Fracking – Britain’s Next Revolution
Global Research, August 20,
2013
Water, water everywhere,
Nor any drop to drink.’
Samuel Taylor Coleridge: The Rime of the Ancient Mariner
At
long last Britain is discussing and objecting to fracking – or we would be if
the general public had access to accurate information. As it is, Prime Minister
David Cameron is going all out to promote a country-wide embrace of shale
gas.
Forgotten
is his promise to lead the ‘greenest
government ever’. Forgotten is the fact that shale gas is yet
one more fossil fuel that increases the risks from climate change; that methane
is far worse than most carbon emissions where global warming is concerned. No,
no. Instead he invites us to gaze on the Nirvana of cheap energy, energy that
will allow the poor to heat their homes – presumably while they also try to cope
with rising food prices, stop their homes from being flooded because of extreme
weather events or, if they are ill or elderly, dying during ever-increasing heat
waves.
He claims it
will ‘drive energy bills down’; provide jobs; bring money to local
neighbourhoods. He doesn’t give this last claim its accurate and truthful label
– bribery. In order to persuade people to allow fracking in their community the
energy companies have government permission to give communities £100,000 for
each exploratory well plus
1% of all their profits from the fracked site, not that the ‘profits’ will be
that much compared to costs, or last very long.
Because
the shale containing the gas is fractured, after an initial burst of gas being
captured and brought to the surface, a great deal of it simply leaks sideways
through the fractures. Some studies show that a well’s output can drop by
60% within a year, and by as much as 90% within 5 years of coming into
production, requiring the well to be ‘restimulated’. How sexy. Why don’t they
get honest and call it re-fracturing? If that fails to improve the production
then another well – or two – can be drilled. In other words, fracking never
involves single wells.
Nor
is it that profitable. As this report from
a group of New York state businesses says, “Studies funded by the natural gas
industry have exaggerated benefits and ignored significant costs”. Fracking is
really not doing as well as Cameron implies. It is not the great economic boom
he is asking us to grasp with both hands. Beware nettles, say I. The government
is also bribing the energy companies by offering them large tax
breaks for which, ultimately, the tax payer will pick up the
bill.
Cameron
says it takes ‘courage’ to go ahead with drilling for shale gas. No. It takes
bare-faced cheek for a politician to attempt to con the public quite this much.

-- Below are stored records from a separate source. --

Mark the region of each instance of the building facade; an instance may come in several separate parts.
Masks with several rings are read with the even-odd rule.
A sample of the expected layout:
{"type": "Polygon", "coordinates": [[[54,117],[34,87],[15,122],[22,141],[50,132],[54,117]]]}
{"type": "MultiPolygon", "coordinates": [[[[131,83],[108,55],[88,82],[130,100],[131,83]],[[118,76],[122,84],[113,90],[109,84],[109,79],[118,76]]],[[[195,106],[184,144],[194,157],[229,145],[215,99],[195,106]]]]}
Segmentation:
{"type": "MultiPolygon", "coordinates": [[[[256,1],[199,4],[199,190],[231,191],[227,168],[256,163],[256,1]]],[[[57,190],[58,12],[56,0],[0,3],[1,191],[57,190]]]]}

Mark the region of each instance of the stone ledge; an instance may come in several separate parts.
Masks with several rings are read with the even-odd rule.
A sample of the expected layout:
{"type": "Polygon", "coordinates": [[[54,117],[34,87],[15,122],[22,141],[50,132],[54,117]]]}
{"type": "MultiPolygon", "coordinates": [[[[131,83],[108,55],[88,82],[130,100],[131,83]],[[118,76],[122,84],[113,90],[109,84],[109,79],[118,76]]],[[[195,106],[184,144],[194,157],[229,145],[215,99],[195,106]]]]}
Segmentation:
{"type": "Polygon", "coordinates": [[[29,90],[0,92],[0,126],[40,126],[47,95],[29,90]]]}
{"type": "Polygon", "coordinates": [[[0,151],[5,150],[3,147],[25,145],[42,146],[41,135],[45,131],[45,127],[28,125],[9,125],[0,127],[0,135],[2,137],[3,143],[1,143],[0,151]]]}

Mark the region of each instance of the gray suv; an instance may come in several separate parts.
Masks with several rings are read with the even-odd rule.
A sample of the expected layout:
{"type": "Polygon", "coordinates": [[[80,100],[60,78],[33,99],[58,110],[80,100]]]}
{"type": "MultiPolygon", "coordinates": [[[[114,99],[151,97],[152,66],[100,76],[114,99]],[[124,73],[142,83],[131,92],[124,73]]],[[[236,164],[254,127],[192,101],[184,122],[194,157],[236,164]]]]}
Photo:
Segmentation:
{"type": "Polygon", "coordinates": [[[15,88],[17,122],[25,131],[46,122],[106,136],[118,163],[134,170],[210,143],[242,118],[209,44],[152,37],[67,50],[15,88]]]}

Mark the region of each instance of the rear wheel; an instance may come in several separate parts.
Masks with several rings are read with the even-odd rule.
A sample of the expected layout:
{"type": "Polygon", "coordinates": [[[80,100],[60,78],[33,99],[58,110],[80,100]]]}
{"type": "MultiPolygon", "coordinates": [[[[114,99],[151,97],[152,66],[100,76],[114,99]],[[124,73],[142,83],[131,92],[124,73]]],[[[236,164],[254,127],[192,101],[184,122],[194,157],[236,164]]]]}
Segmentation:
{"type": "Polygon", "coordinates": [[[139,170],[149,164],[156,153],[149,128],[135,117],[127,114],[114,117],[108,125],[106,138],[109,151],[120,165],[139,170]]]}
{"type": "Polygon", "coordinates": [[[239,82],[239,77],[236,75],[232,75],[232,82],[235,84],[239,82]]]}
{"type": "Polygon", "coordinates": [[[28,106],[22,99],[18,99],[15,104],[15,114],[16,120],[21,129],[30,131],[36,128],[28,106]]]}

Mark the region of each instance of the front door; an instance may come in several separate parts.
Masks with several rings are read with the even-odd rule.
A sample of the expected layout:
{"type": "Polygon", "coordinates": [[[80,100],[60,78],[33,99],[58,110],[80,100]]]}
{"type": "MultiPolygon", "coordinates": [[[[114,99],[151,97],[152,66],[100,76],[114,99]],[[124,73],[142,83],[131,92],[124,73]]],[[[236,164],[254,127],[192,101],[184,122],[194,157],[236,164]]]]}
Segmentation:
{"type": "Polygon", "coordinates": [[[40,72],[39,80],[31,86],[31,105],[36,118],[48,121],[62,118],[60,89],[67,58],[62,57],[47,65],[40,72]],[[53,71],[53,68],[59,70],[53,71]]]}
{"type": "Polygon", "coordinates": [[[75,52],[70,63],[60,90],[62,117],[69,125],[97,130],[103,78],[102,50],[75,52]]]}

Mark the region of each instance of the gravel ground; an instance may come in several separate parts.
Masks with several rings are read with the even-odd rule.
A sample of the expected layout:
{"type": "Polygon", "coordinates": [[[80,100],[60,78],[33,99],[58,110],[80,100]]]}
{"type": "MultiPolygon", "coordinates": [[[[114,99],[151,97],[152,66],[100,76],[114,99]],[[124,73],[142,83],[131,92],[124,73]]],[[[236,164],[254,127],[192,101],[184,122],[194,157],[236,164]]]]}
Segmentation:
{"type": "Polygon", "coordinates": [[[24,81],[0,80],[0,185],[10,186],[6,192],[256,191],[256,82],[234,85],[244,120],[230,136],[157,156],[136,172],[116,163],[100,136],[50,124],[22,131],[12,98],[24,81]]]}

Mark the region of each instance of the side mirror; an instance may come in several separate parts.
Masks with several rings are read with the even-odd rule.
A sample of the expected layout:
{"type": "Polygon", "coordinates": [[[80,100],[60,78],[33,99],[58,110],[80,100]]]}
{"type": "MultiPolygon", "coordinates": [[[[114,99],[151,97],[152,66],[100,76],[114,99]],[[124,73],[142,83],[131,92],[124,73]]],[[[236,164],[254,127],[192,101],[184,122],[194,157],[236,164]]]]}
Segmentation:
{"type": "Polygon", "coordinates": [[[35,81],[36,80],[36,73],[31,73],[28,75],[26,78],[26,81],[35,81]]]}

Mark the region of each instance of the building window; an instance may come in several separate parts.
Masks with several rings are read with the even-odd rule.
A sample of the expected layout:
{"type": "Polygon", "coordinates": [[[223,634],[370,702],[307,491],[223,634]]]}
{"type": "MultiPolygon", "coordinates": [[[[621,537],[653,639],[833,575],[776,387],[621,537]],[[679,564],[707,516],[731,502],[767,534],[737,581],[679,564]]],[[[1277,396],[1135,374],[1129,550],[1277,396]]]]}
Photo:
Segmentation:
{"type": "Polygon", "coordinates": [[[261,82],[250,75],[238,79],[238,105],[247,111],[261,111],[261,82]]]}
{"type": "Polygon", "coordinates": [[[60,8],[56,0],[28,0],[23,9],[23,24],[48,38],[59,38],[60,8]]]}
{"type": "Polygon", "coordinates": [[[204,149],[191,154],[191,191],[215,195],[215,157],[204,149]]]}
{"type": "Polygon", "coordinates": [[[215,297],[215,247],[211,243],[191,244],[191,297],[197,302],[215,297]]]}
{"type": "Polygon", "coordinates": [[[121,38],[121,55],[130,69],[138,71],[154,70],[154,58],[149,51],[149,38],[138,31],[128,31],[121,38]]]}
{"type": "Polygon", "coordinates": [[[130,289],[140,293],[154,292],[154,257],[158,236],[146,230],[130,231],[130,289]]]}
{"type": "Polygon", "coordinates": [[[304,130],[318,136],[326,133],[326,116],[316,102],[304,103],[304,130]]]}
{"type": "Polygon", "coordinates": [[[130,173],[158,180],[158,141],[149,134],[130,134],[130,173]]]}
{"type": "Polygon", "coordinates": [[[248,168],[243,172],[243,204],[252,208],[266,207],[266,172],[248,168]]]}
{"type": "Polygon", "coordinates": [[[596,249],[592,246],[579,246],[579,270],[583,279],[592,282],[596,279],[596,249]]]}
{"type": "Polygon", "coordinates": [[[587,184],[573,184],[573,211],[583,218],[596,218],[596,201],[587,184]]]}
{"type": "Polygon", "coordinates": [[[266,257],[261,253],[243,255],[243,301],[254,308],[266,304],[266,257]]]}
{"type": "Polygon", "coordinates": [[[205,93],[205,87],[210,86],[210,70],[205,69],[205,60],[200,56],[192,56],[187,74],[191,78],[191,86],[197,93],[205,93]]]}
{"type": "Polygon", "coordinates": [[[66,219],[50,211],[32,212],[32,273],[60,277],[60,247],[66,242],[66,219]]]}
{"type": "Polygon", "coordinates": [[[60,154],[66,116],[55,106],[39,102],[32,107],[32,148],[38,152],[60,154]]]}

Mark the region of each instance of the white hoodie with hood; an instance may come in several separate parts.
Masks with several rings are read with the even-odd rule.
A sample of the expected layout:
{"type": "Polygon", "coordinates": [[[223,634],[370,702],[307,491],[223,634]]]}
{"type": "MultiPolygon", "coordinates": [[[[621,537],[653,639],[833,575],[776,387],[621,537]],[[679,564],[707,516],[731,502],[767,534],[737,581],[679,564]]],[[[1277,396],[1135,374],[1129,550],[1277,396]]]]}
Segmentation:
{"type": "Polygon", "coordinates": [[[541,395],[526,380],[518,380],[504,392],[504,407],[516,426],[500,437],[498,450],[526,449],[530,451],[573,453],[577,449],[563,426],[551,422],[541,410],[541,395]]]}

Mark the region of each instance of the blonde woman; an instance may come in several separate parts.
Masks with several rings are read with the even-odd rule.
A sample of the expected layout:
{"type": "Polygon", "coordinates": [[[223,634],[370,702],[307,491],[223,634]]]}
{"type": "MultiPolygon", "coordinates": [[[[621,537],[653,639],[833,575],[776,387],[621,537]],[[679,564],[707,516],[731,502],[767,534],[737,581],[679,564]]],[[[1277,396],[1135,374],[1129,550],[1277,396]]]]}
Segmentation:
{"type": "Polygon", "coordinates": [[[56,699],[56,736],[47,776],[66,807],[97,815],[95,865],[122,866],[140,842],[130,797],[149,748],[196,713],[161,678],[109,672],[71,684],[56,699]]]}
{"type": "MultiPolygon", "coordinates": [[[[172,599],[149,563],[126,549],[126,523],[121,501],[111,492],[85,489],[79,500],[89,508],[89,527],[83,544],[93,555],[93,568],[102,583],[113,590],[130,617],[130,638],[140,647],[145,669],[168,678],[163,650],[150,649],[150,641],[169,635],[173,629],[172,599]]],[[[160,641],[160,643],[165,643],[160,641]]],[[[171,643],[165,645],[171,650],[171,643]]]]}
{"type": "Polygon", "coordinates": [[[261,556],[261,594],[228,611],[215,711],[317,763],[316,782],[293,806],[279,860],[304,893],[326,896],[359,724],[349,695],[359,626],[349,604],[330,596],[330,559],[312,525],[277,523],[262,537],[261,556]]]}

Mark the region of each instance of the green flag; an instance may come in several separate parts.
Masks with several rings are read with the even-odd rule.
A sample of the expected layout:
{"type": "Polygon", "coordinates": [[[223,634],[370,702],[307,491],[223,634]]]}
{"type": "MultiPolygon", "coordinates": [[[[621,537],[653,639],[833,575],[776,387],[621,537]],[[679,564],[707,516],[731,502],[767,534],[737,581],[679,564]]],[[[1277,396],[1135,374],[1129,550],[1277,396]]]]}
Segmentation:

It takes genuine courage to study and accept the plethora of evidence that is
available from countries that have firsthand experience of the frightening
effects of the fracking process, evidence that demonstrates why no country
should go ahead with fracking.
He
and his ministers are only interested in three things: the promise of cheap
energy might buy votes at the next general election; the money they will make
themselves (around a third of government ministers have links with energy and
finance); and taking the country down the fracking path will allow them to
ignore climate change, which they really do not have the courage to do anything
effective about. But this being a government of rich
men, mostly of the ‘their loss, our gain’ variety, fracking is
about money, and when Cameron speaks about shale gas one can almost see the
pound signs revolving in his eyes.
Pity
the uninformed British people who are being swept down this road by Cameron’s
evangelistic and very misleading fervour. Let’s put things into perspective. The
largest US shale gas field, the Barnett Shale in Texas, is around 5,000 square
miles. England, where almost all of the UK fracking (if allowed) would take
place, is 50,600 square miles, no more than 11 times larger than the Barnett
Shale, which already has over 16,000 wells. And England is very small, crowded
and home to some 53.5 million people.
The
real issue which is not being discussed in public, let alone addressed, is water
or rather, one aspect of it. Cameron says that “international evidence shows
there is no reason why the process should cause contamination of water supplies
and other environmental damage if properly regulated” (my emphasis).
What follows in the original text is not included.